30年西区住まい。2年前まで宮の沢駅をつかって通勤していた。地下鉄の駅ができてから急にマンションが増え、新しい住人が増えた。人が増えると大型店舗ができ、車往来も増えた、特に冬みちは安全に気をつけなければならない。除雪は家が建てば建つほど難しい。どこかに雪を置かなければならない。

今回、この地区で初めて懇談会を出来て嬉しい。この後、「冬みち通信」という広報をつくる。今日、課題となって残ったものはその通信で回答をつくって配布する。11月~12月になるかもしれませんが、その頃にできると思う。


ということで締めくくられました。

私も議会一般質問や建設常任委員会の中でも取り上げさせていただきましたが、札幌市の取り組みはマナーやルールの告知というのに力を入れており、絵本からガイドブック、webページや動画まで様々な手法でその啓発を行っています。その一つひとつがとても精度の高いもので大いに参考になるものです。

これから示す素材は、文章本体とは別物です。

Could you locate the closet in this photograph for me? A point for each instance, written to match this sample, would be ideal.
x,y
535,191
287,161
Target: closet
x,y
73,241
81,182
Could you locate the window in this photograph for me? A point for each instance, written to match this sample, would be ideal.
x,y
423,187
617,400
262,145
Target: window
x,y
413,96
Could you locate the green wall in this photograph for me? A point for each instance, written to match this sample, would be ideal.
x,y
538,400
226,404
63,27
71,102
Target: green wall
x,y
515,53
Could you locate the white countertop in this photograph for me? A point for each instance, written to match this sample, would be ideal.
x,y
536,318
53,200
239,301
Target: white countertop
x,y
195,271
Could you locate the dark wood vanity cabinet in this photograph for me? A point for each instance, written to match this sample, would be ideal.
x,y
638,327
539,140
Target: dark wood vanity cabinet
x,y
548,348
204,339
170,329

しかし、市民の方々に聞いてみると、意外とそういった取り組みを知らない方が多い。

今回の懇談会についても参加者はやはり町会役員が主であり、町内に住む多くの方々まで情報が伝達していくには相当の時間とエネルギーを有するものと想像できます。しかし、やらねばゼロであります。こういった取り組みを真摯に続けている事にとても共感を得ることができるし、この岩見沢もそういう市民満足度ではなく市民納得度を高める取り組みを進めて行かなくてはならないと信じます。

ちなみに、幅員8m以下の生活道路は除雪車が入らない。というのは岩見沢市民にとっては信じられないことかもしれません。実際に札幌では幹線道路から一本脇道に逸れて生活道路に入ると、車で踏み固めただけのために「すり鉢状」や「深い轍」になった過酷な状況であることが多いです。私自身、以前、岩見沢市車道除雪を受託していた頃に、何とも理不尽な苦情が多かったのですが、その中でも「岩見沢の除雪は下手くそで最悪だ。札幌を見ろ!いつもちゃんとやっているぞ!!」などと罵倒を浴びせられたこともあります。

しかし、その人は現実を知らないだけであり、岩見沢の除排雪ほどキメの細かい体制で行っているところはないと感じています。

今、最も多い苦情というのが、実はこのような現実を知らない勝手なイメージによるものが多々あるのでは?と想像します。それは市民、行政、業者の3方にとってとても良くないことではないだろうか・・。